Conducting a SWOT
Conducting a SWOT
Topic 5: Conducting a SWOT
SWOT was mentioned in the previous section as a means to collect data. SWOT stands for Strengths, Weaknesses, Opportunities, and Threats. This strategy can be used as a brainstorming activity or in a more sophisticated way to analyze data. Each category forces you to consider different avenues of data collection. Consider the following questions to initiate the SWOT process, provided by Mind Tools, a management and leadership training site (2018).
Strengths
- What advantages does your library have?
- What do you do better than anyone else?
- What unique or lowest-cost resources can you draw upon that others can't?
- What do people in your community see as your strengths?
- What is currently working and why?
Weaknesses
- What could you improve?
- What should you avoid?
- What are people in your community likely to see as weaknesses?
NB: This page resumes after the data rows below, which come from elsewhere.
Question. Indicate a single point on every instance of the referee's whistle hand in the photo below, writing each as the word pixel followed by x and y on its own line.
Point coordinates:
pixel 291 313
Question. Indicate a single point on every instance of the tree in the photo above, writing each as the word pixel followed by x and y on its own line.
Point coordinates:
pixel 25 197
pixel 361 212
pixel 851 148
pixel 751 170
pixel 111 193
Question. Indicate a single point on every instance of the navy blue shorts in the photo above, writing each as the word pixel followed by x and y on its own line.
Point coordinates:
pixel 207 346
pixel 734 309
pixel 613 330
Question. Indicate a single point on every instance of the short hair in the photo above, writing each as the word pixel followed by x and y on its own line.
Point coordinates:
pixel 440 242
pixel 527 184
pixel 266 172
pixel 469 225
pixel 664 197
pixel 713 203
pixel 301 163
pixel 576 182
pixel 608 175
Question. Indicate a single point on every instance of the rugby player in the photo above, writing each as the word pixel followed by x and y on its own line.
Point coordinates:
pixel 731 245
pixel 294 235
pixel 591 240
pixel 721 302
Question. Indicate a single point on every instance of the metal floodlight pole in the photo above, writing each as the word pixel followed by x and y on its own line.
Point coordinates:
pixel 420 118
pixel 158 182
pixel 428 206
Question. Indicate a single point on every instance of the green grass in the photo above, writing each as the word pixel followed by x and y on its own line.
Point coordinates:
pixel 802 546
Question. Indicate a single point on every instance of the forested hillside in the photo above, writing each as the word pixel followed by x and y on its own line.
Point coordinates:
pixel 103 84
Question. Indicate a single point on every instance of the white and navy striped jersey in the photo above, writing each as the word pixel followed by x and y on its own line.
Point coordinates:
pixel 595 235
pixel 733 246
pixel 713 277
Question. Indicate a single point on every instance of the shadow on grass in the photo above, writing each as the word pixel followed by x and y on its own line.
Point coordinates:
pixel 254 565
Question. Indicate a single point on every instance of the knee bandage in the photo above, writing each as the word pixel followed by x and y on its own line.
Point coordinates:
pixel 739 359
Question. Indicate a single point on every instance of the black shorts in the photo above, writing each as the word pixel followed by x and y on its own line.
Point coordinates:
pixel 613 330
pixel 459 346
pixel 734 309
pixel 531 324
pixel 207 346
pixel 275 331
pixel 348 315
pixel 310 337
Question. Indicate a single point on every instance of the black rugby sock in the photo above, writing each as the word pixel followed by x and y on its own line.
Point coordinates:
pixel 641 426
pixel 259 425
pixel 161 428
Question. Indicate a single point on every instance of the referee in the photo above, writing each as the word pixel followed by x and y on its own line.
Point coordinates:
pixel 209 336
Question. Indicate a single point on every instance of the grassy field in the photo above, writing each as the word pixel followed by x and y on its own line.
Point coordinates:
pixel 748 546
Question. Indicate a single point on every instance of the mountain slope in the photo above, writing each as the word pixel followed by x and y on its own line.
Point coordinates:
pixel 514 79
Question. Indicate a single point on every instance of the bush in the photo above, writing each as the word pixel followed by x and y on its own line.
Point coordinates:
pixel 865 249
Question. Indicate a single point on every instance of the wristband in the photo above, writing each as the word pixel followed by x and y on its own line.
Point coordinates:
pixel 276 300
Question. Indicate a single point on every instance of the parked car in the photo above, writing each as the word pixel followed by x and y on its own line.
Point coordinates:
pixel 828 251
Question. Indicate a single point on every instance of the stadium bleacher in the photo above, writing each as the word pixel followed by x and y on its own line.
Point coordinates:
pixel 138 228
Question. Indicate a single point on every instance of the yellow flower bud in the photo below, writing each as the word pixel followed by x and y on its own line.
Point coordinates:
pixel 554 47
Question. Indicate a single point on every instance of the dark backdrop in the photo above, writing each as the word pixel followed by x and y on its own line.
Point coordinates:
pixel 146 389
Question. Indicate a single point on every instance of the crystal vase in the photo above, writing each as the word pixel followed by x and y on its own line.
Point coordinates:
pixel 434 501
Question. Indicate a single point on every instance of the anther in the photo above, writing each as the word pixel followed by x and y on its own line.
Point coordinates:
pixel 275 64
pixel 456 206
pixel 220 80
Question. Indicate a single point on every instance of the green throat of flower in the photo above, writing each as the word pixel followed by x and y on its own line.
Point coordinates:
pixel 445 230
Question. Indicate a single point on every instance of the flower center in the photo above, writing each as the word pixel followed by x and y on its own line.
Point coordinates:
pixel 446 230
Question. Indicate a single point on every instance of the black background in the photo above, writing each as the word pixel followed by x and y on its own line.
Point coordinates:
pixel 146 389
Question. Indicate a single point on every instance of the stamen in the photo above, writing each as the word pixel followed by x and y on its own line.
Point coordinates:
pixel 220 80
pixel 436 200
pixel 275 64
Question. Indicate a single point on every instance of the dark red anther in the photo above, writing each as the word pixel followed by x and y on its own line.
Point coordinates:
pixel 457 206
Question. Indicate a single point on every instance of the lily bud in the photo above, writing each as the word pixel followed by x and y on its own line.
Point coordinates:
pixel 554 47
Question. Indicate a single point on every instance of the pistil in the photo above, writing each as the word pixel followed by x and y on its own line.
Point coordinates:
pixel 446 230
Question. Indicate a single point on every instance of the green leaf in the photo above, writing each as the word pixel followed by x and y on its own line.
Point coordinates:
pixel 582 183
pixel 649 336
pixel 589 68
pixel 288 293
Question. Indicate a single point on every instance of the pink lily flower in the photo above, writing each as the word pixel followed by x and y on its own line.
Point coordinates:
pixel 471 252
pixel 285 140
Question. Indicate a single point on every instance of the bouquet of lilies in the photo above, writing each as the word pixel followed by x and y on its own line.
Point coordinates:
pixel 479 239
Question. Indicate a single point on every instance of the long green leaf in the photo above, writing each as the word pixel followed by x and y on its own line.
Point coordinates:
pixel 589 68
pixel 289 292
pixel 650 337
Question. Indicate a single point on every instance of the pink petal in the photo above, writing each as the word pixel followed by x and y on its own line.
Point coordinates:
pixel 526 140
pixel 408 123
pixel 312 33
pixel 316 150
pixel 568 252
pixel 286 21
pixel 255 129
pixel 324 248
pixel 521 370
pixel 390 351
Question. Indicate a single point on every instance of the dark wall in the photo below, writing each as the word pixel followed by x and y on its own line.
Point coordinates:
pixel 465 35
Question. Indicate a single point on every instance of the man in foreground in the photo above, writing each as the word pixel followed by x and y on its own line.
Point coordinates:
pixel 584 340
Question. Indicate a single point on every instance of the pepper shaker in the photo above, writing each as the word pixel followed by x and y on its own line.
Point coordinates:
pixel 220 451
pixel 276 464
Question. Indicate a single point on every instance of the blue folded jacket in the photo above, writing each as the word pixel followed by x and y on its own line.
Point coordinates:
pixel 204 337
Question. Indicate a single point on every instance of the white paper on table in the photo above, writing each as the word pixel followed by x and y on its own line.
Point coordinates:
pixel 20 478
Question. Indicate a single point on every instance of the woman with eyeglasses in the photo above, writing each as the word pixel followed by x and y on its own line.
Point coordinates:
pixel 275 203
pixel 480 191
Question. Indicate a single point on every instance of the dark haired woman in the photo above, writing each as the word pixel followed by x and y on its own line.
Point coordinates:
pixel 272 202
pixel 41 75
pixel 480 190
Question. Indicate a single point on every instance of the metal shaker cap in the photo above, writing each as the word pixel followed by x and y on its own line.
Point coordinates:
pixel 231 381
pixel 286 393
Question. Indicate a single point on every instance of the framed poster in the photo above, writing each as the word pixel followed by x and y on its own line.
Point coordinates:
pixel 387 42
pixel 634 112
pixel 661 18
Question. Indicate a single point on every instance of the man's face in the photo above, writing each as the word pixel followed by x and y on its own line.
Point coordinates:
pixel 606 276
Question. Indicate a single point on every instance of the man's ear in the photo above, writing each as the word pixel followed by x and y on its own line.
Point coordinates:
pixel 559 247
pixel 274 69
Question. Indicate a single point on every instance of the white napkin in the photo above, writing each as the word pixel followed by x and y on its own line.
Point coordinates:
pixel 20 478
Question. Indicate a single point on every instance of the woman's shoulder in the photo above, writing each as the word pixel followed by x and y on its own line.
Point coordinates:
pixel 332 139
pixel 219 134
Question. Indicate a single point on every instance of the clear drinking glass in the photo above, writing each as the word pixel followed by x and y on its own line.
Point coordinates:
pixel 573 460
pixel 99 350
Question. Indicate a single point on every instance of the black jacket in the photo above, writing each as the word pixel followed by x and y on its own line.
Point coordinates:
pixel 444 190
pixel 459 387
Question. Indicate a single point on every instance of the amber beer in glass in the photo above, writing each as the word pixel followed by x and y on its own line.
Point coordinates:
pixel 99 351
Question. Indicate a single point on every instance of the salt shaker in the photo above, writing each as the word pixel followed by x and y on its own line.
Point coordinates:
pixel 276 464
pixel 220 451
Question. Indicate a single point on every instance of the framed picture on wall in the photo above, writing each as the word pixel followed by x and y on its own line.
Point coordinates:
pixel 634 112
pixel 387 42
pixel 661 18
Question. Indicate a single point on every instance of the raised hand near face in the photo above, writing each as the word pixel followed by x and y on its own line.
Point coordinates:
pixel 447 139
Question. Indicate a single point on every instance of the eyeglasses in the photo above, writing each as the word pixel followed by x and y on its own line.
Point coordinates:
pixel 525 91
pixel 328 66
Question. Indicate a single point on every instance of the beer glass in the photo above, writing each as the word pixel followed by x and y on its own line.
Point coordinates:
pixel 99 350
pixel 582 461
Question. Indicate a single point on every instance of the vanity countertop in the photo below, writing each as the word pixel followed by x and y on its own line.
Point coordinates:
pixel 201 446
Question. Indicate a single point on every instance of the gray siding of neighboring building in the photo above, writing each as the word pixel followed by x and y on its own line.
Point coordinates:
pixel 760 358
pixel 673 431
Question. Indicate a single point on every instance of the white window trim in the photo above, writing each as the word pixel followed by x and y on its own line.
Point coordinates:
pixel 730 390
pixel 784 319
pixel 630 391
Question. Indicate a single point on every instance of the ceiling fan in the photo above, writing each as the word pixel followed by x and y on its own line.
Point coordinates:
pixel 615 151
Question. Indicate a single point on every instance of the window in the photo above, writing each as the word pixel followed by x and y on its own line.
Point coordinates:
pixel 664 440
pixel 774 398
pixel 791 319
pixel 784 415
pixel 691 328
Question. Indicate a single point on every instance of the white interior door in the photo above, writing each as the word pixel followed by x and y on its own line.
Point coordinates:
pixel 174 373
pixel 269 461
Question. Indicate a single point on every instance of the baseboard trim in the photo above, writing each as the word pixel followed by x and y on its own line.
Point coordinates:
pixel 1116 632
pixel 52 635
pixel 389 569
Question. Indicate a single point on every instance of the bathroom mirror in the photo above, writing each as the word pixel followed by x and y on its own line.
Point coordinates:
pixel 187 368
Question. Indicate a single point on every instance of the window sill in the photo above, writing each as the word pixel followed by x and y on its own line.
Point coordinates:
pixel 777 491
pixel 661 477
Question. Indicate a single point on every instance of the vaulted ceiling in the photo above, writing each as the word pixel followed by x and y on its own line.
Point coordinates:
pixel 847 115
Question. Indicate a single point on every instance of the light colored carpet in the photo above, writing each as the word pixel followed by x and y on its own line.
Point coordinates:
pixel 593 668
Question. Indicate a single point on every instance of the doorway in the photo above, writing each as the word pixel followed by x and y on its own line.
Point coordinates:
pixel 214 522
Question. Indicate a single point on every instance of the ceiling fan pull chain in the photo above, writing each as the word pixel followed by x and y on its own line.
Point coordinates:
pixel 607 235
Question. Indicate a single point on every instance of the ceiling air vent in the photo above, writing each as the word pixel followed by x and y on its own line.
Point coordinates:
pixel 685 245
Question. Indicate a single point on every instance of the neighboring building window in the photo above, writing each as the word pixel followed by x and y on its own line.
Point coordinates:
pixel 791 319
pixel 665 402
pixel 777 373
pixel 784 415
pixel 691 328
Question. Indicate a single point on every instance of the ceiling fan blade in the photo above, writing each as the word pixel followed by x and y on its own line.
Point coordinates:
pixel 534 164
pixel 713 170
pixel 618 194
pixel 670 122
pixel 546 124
- What factors lose you patrons?
Opportunities
- What good opportunities can you spot?
- What interesting trends are you aware of?
- Where do you have support to grow upon?
- What community partners can you utilize?
- Where is there need?
Threats
- What obstacles do you face?
- What are your competitors doing?
- Are standards or specifications for your library's programs or services changing?
- Is changing technology or lack of current technology preventing improvement?
- Do you have trouble in funding activities/programs/resources?
- Could any of your weaknesses seriously threaten your library?
Activity: Watch this video provided by Lynda.com about conducting a SWOT analysis. At the conclusion of the video, the presenter suggests conducting your own exercise. He asks, "Think of a problem that you're facing in your library and what are the solutions that you're considering. Try doing a SWOT analysis for that solution. What are the strengths? What are the weaknesses?"